Assign responders to incidents to track who is working on the issue. Responders are notified when they are assigned and receive all subsequent status updates for the incident. You can configure default response teams per service or per incident condition.

Feature	Description
Default responders	Configure default team members who are automatically assigned when an incident is created for a specific service
Manual assignment	Add or change responders at any time during the incident lifecycle
On-call integration	Integrate with PagerDuty to automatically assign the current on-call engineer

Incident Metrics

upti.my calculates key incident metrics automatically, giving your team data-driven insights into your reliability and response performance.

Metric	Description
MTTD (Mean Time to Detect)	Average time from when a failure starts to when it is detected by a health check or alert. Lower MTTD means faster detection.
MTTR (Mean Time to Recover)	Average time from incident detection to resolution. This is the primary measure of your team's response efficiency.
Incident Count	Total number of incidents over a given period, broken down by severity, service, and status.
Uptime Percentage	Calculated from incident duration relative to total monitored time. Displayed on status pages and dashboards.

Post-Incident Analysis

After an incident is resolved, upti.my provides tools for post-incident analysis. Each incident includes a dedicated notes section where your team can document root cause, contributing factors, and action items. This helps your team learn from incidents and improve reliability over time.

Root cause documentation - Record what caused the incident and how it was identified
Contributing factors - Document environmental or systemic factors that contributed to the issue
Action items - Track follow-up tasks to prevent recurrence
Timeline review - Review the complete incident timeline to identify response bottlenecks
Metric comparison - Compare MTTD and MTTR against your team's historical averages

ℹ️ Blameless Post-Mortems

upti.my encourages blameless post-incident analysis. Focus on systemic improvements rather than individual blame. The incident timeline and metrics provide objective data points for identifying process improvements and automation opportunities.
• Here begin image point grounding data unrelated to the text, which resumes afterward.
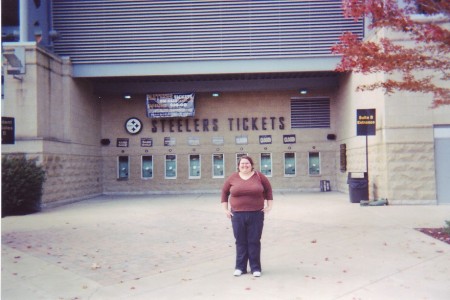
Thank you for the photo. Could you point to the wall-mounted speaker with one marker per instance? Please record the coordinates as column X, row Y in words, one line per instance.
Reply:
column 331, row 137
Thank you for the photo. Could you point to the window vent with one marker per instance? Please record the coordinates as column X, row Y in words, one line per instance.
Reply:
column 310, row 113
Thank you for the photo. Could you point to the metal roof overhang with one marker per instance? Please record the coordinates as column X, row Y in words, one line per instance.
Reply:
column 218, row 76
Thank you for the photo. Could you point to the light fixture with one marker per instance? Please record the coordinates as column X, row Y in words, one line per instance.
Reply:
column 16, row 61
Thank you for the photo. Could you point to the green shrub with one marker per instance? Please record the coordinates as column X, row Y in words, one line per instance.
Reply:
column 22, row 183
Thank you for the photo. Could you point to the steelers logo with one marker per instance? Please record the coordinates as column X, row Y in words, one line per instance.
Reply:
column 133, row 125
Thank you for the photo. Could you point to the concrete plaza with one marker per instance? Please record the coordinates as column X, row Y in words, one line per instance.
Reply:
column 314, row 246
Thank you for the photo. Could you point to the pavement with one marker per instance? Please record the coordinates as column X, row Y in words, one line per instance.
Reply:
column 314, row 246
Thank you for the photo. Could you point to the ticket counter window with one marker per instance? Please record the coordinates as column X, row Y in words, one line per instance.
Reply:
column 218, row 166
column 147, row 167
column 314, row 163
column 123, row 167
column 194, row 166
column 289, row 164
column 171, row 166
column 266, row 164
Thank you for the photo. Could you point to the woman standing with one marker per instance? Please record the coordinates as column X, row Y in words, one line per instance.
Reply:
column 246, row 191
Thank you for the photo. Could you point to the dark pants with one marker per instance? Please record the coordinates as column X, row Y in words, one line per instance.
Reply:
column 247, row 229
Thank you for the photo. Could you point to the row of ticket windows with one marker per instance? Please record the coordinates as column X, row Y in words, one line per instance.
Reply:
column 218, row 164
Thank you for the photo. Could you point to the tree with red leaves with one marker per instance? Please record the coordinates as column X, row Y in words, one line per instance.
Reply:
column 423, row 22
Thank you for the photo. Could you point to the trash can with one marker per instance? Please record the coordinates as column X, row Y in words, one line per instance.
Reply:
column 358, row 186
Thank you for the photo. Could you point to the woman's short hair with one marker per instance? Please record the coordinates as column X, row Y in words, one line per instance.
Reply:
column 247, row 158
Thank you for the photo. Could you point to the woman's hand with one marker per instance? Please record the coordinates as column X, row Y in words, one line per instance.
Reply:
column 268, row 207
column 228, row 213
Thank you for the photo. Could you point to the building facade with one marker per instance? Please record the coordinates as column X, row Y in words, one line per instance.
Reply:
column 256, row 78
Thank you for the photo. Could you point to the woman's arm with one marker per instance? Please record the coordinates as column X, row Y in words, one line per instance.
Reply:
column 269, row 205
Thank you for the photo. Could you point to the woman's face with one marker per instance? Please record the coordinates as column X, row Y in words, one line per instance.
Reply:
column 245, row 166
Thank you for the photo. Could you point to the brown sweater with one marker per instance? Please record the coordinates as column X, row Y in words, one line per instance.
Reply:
column 247, row 195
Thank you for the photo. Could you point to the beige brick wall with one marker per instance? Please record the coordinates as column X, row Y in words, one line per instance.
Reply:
column 116, row 111
column 58, row 120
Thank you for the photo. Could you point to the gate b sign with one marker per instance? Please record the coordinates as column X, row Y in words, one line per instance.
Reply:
column 365, row 122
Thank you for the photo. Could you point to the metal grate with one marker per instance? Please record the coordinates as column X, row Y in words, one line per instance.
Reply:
column 310, row 113
column 102, row 31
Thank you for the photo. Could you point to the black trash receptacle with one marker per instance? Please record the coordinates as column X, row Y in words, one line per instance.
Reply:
column 358, row 187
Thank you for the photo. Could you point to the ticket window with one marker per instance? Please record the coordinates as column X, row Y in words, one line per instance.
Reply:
column 171, row 166
column 194, row 166
column 289, row 164
column 314, row 163
column 147, row 167
column 123, row 167
column 266, row 164
column 218, row 165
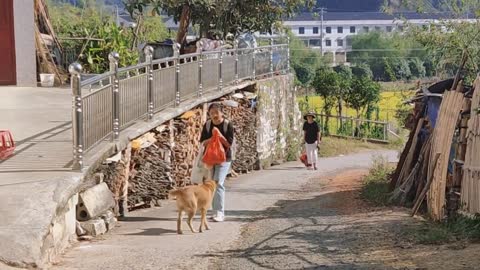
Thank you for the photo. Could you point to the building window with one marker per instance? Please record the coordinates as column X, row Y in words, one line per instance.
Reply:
column 349, row 42
column 315, row 42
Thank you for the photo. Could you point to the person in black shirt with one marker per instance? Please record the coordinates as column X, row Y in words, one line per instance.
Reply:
column 220, row 171
column 312, row 137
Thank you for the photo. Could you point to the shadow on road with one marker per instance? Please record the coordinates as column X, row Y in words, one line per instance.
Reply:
column 153, row 232
column 329, row 231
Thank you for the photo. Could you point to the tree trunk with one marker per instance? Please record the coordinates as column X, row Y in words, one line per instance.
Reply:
column 184, row 23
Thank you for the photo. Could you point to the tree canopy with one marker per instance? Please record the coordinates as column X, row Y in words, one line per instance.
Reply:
column 221, row 16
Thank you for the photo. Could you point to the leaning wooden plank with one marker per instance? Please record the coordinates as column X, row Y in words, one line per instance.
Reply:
column 420, row 198
column 470, row 192
column 401, row 192
column 403, row 156
column 410, row 158
column 442, row 140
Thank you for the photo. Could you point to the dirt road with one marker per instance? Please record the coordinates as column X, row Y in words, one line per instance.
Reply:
column 282, row 218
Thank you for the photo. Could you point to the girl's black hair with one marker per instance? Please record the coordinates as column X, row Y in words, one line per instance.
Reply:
column 215, row 106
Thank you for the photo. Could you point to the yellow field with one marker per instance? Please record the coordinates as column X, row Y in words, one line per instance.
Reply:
column 388, row 104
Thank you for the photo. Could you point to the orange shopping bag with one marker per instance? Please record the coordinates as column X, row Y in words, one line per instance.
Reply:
column 214, row 153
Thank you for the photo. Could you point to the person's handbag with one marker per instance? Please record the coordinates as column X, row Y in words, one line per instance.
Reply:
column 303, row 159
column 214, row 152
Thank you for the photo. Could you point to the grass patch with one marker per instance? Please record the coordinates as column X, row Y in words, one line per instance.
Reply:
column 332, row 147
column 389, row 101
column 398, row 86
column 460, row 228
column 375, row 189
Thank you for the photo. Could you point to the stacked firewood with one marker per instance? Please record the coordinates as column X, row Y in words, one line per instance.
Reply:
column 151, row 177
column 187, row 130
column 423, row 173
column 244, row 119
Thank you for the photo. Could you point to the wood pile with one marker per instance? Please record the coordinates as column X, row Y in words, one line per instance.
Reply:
column 151, row 177
column 470, row 193
column 243, row 118
column 186, row 131
column 423, row 171
column 450, row 109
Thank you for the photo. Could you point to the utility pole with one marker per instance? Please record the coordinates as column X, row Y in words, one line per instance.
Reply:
column 322, row 10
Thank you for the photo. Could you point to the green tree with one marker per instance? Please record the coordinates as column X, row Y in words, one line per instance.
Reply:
column 417, row 68
column 446, row 46
column 364, row 92
column 153, row 29
column 402, row 69
column 327, row 85
column 345, row 76
column 385, row 54
column 362, row 70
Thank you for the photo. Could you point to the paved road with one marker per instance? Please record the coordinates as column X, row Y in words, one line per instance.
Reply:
column 148, row 239
column 40, row 122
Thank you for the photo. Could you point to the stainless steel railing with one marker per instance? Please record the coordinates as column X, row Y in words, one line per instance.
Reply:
column 106, row 104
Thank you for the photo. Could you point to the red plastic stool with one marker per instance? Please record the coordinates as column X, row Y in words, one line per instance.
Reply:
column 7, row 144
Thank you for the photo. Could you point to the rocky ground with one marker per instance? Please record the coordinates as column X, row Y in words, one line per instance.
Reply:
column 327, row 226
column 283, row 218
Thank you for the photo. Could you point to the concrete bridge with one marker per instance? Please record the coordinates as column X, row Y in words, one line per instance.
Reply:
column 94, row 119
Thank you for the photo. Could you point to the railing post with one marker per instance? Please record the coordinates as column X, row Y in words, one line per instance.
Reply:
column 385, row 132
column 271, row 57
column 113, row 57
column 200, row 68
column 149, row 58
column 288, row 54
column 75, row 70
column 176, row 51
column 236, row 62
column 220, row 64
column 253, row 64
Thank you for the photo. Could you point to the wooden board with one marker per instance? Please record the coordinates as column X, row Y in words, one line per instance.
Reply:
column 410, row 159
column 470, row 192
column 441, row 143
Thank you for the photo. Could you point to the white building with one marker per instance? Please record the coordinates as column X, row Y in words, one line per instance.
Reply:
column 338, row 27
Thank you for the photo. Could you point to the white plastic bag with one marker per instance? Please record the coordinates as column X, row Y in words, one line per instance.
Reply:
column 198, row 171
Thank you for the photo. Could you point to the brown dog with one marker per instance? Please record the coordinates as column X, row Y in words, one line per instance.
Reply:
column 191, row 198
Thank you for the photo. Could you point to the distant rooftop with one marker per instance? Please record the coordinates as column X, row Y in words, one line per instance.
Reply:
column 360, row 16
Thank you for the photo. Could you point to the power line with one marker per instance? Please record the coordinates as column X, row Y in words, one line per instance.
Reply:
column 369, row 50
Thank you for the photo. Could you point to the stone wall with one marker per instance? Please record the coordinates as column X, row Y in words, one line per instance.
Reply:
column 279, row 121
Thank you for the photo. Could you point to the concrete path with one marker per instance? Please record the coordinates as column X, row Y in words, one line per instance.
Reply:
column 147, row 240
column 40, row 122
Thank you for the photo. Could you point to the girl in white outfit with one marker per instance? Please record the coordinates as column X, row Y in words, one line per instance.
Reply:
column 312, row 137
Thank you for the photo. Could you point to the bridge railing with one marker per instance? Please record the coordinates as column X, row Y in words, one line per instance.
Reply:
column 108, row 103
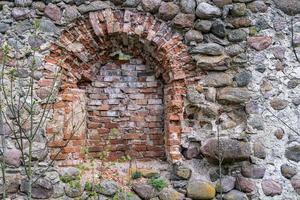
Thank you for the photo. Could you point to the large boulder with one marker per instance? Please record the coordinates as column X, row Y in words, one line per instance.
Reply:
column 41, row 189
column 170, row 194
column 198, row 189
column 227, row 149
column 145, row 191
column 290, row 7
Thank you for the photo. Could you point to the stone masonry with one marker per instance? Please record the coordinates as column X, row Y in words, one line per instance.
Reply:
column 202, row 85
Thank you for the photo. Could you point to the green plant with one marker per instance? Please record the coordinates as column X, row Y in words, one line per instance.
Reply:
column 136, row 175
column 158, row 183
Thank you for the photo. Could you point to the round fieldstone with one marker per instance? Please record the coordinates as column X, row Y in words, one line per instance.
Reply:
column 203, row 25
column 12, row 157
column 168, row 11
column 53, row 12
column 253, row 171
column 278, row 104
column 243, row 78
column 295, row 181
column 218, row 28
column 257, row 6
column 144, row 191
column 293, row 153
column 193, row 35
column 199, row 189
column 238, row 9
column 4, row 27
column 182, row 172
column 235, row 195
column 207, row 11
column 170, row 194
column 290, row 7
column 70, row 13
column 245, row 184
column 226, row 184
column 237, row 35
column 188, row 6
column 151, row 6
column 23, row 3
column 107, row 187
column 271, row 187
column 288, row 171
column 41, row 189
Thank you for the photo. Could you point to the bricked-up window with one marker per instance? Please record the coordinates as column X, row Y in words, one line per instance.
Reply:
column 125, row 111
column 142, row 101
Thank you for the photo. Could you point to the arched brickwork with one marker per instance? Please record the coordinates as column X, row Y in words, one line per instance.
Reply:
column 90, row 41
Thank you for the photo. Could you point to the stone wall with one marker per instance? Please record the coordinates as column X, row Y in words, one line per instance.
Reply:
column 226, row 76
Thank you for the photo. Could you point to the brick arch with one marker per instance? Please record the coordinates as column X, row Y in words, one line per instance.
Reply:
column 90, row 41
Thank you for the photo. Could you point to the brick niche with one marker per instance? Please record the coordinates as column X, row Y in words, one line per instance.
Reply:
column 132, row 107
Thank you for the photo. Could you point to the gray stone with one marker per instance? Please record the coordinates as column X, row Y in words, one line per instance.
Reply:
column 295, row 181
column 255, row 121
column 73, row 189
column 207, row 11
column 222, row 3
column 218, row 28
column 227, row 184
column 199, row 189
column 257, row 6
column 168, row 10
column 188, row 6
column 48, row 26
column 217, row 79
column 243, row 78
column 39, row 5
column 214, row 63
column 53, row 12
column 23, row 3
column 123, row 196
column 4, row 27
column 253, row 171
column 259, row 150
column 278, row 104
column 170, row 194
column 238, row 9
column 271, row 188
column 245, row 184
column 193, row 35
column 12, row 157
column 293, row 153
column 290, row 7
column 235, row 195
column 107, row 187
column 70, row 13
column 234, row 95
column 288, row 171
column 19, row 13
column 151, row 5
column 71, row 173
column 182, row 172
column 41, row 189
column 93, row 6
column 131, row 3
column 39, row 151
column 144, row 191
column 229, row 147
column 296, row 101
column 237, row 35
column 203, row 25
column 234, row 50
column 211, row 49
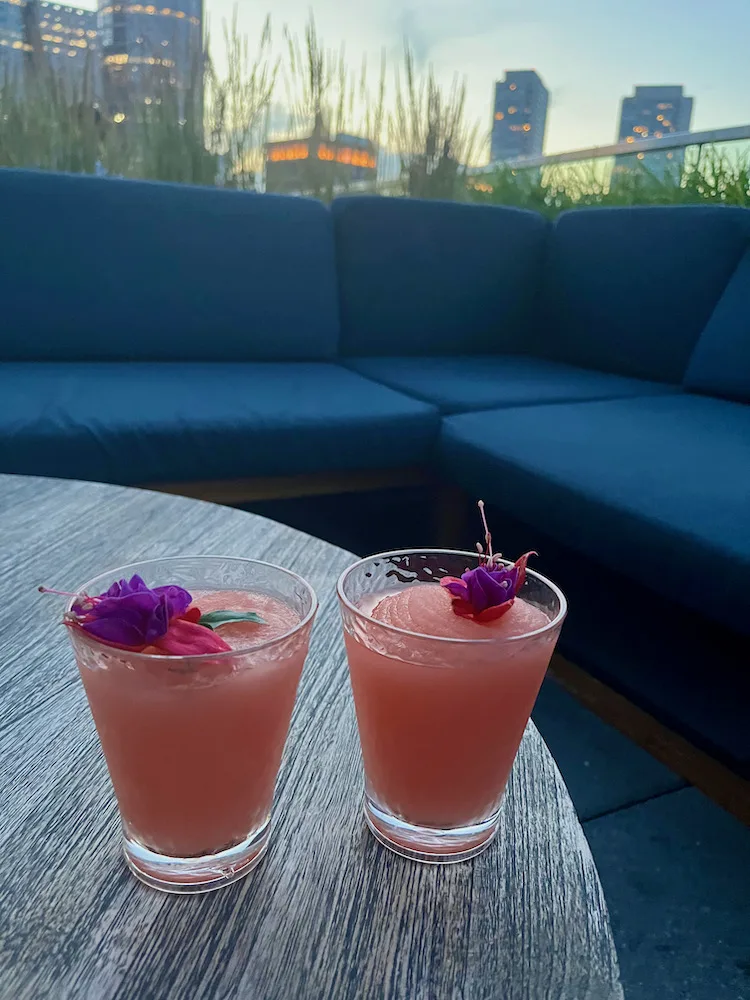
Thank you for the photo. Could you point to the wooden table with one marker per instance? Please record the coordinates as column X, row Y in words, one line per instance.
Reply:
column 329, row 914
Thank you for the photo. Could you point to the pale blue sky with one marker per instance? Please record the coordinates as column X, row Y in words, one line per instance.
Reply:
column 590, row 53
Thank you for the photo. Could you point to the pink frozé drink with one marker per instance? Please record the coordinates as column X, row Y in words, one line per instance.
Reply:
column 193, row 744
column 442, row 701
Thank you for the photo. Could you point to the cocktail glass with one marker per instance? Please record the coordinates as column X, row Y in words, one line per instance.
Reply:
column 193, row 744
column 440, row 720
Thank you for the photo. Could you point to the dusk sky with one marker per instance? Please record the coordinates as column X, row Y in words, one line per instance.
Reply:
column 588, row 53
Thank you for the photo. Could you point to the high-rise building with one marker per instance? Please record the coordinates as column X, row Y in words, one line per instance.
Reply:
column 653, row 113
column 67, row 35
column 41, row 33
column 13, row 41
column 148, row 51
column 520, row 116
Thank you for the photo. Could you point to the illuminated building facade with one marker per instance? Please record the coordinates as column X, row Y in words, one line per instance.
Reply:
column 520, row 116
column 302, row 166
column 68, row 37
column 40, row 32
column 652, row 113
column 147, row 49
column 13, row 41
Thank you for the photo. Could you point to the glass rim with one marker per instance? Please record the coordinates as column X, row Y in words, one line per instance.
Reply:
column 499, row 640
column 197, row 657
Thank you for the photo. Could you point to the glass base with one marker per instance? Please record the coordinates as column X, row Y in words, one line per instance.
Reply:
column 202, row 874
column 427, row 844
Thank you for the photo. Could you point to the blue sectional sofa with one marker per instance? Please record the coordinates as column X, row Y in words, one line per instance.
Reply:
column 590, row 379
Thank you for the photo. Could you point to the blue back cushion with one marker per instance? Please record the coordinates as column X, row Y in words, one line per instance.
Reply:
column 103, row 269
column 431, row 277
column 720, row 364
column 630, row 289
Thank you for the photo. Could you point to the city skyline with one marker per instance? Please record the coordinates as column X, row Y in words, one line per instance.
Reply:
column 674, row 43
column 519, row 116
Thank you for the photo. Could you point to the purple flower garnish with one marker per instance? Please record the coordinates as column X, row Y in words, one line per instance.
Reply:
column 130, row 613
column 487, row 592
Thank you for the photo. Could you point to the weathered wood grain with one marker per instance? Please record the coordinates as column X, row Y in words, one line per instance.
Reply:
column 329, row 914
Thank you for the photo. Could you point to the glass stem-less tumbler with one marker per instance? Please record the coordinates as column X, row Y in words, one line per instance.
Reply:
column 193, row 743
column 440, row 719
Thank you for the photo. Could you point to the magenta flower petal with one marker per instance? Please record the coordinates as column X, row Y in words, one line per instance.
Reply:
column 130, row 613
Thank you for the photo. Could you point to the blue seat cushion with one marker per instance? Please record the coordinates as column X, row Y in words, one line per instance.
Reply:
column 458, row 384
column 655, row 487
column 154, row 422
column 96, row 269
column 432, row 277
column 629, row 290
column 720, row 364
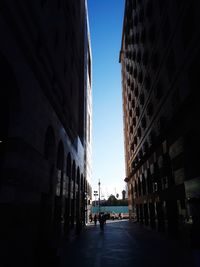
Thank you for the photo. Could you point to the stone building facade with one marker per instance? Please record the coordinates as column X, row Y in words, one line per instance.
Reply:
column 160, row 55
column 44, row 187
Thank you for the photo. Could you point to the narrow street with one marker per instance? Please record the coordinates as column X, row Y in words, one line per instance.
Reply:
column 122, row 243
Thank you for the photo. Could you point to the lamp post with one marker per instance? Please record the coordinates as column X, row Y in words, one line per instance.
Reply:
column 95, row 194
column 99, row 194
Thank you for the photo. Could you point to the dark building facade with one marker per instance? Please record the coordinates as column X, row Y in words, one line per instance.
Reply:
column 44, row 189
column 160, row 55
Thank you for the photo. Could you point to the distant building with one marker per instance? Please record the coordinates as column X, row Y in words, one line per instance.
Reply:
column 160, row 59
column 45, row 133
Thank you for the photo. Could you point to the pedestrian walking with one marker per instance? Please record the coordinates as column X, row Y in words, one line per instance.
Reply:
column 95, row 219
column 101, row 221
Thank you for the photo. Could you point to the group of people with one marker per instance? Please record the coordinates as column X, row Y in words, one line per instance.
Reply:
column 101, row 218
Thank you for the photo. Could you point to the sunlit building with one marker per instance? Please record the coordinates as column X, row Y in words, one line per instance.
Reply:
column 45, row 133
column 160, row 60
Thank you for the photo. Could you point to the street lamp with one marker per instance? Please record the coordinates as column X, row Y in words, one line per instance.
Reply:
column 99, row 194
column 95, row 194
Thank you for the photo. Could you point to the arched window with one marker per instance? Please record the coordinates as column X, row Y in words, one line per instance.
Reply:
column 49, row 144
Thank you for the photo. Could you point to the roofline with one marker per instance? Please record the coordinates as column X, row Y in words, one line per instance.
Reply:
column 121, row 50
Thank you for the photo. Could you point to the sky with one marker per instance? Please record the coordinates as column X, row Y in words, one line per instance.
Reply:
column 108, row 163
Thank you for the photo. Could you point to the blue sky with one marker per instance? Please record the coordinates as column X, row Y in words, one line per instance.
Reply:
column 105, row 19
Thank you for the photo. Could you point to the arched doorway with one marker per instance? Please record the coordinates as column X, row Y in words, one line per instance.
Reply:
column 78, row 223
column 68, row 197
column 9, row 103
column 58, row 213
column 45, row 225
Creating Incidents Manually

While most incidents are created automatically by incident conditions, you can also create incidents manually from the dashboard. Click "Create Incident" and fill in the title, description, severity, and affected services. Manual incidents support all the same features: lifecycle tracking, timeline, affected services, status page publishing, and metrics.

⚠️ Duplicate Prevention

Before creating a manual incident, check the active incidents list to ensure a related incident does not already exist. If a related incident is open, add your findings as a status update to the existing incident instead of creating a new one.